Here's the basic outlines of the story, as it has been reported so far: five American Muslim men, ranging in age from their late teens to mid-20s, flew to Pakistan earlier this month and, after bouncing around several cities, ended up in a house in Sargodha, in Punjab Province. The owner of the house where they were arrested reportedly has ties to the group Jaish-e-Muhammad, considered a terrorist organization by the United States.

The worried families of the men, one of whom, Ramy Zamzam, is a Howard University dental student, earlier this month contacted the Council on American-Islamic Relations, which in turn put them in touch with the FBI.

A video made by one of the men quoted the Koran and "cited conflicts between Western and Muslim nations and showed wartime footage," according to the Washington Post.

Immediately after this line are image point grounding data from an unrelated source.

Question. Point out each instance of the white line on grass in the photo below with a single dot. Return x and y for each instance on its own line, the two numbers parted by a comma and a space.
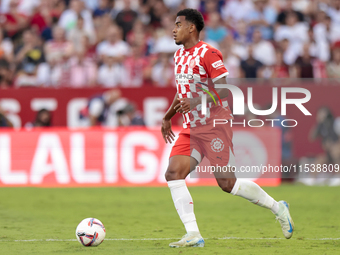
163, 239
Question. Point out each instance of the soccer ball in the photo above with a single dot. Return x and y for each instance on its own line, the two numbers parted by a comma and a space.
90, 232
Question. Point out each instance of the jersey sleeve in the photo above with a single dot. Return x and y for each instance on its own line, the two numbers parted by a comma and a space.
213, 64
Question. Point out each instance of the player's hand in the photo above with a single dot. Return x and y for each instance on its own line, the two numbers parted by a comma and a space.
186, 105
166, 130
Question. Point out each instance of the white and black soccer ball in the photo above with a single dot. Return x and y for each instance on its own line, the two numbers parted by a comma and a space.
90, 232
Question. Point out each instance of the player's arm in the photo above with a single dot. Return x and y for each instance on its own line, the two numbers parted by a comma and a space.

But unidentified law enforcement also told the paper they had no evidence the video was meant as a farewell. CAIR's executive director, Nihad Awad, said the video was "disturbing" and it "made references to the ongoing conflicts in the world and that a Muslim has to do something about them."

The men have not been charged with a crime, though they are reportedly being interrogated by Pakistani authorities.

McClatchy notes this is the third time in recent months Americans with links to Pakistan have been arrested over possible connections to terrorist groups. Najibullah Zazi of Denver, who allegedly received weapons training in Pakistan, was indicted in September for allegedly planning to set off bombs in the U.S. And, in the third case, David Headley was charged this week with helping a Pakistani terrorist group plot the attacks on Mumbai last year.

Spencer Ackerman notes that several Obama officials have addressed the issue of "domestic radicalization" in recent days.

CAIR, for its part, said at a press conference in Washington it will work to counter radicalization among American Muslims. The Times reports:

But Mr. Awad, who said he had seen the video, and the other leaders said that the case -- along with the recent recruitment of young Somali-American men in Minnesota by a violent group in Somalia -- suggested that at least a small number young American Muslims were drawn to extremist views. They pledged to start a nationwide campaign to counter such attitudes.

Late Update: A local Pakistani police official is now telling the media the men were committed to jihad. The Times cites Pakistani officials saying the men wanted to fight U.S. troops in Afghanistan.